Now with TH my morals tell me to not bribe officers. Company policy views it as an appreciation of the service they perform (I agree) and as an incentive to keep the unsavory away by having police visible in the stores (I appreciate the protection and level of security they provide me when I’m alone for up 2 hours on the night shift but disagree with the way it is accomplished).

Dash says since I personally would give them free coffee if the choice were mine and the owners agree then not to make an issue of it. So here I am not making an issue of it.

I guess what really chaps my ass is that the impression I got from my Stupidvisor was A.) that I should do what I’m told and shut the fuck up B.) that personal ambition would be crushed beneath corporate wheels and C.) that she would pull rank on me on a moral issue.

My internal answer is A.) I do not follow blindly like a sheep, I am an independent thinker with my own mind and questions B.) they don’t pay me enough to throw away my entire POTENTIAL future and C.) I will not be bullied into doing something wrong.

My external answer at the moment was to keep quiet, contact the owner and make sure giving something away would not get me canned, to ask Dash’s opinion on the matter and sleep on it.
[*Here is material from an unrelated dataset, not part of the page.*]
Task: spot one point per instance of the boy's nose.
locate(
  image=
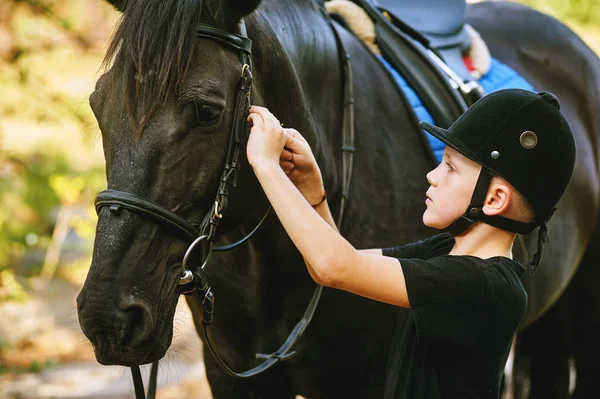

So I guess I will be giving officers a freebie because I need this job until at least Aug. 13th, the freebie is a small thing, the owner give the go ahead and I personally do NOT mean it as a bribe.

At least this time I had the presence of mind not to quit in a huff. See I did learn something at EC – the first 2 months is an adjustment period. I do love the job and my co-workers even the owners. So dear reader it is off to bed I go to sleep on it – hell who knows maybe my panties got in a bunch cause I was tired and needed a smoke.

Week 4 and 5 are coming on August 11th I promise.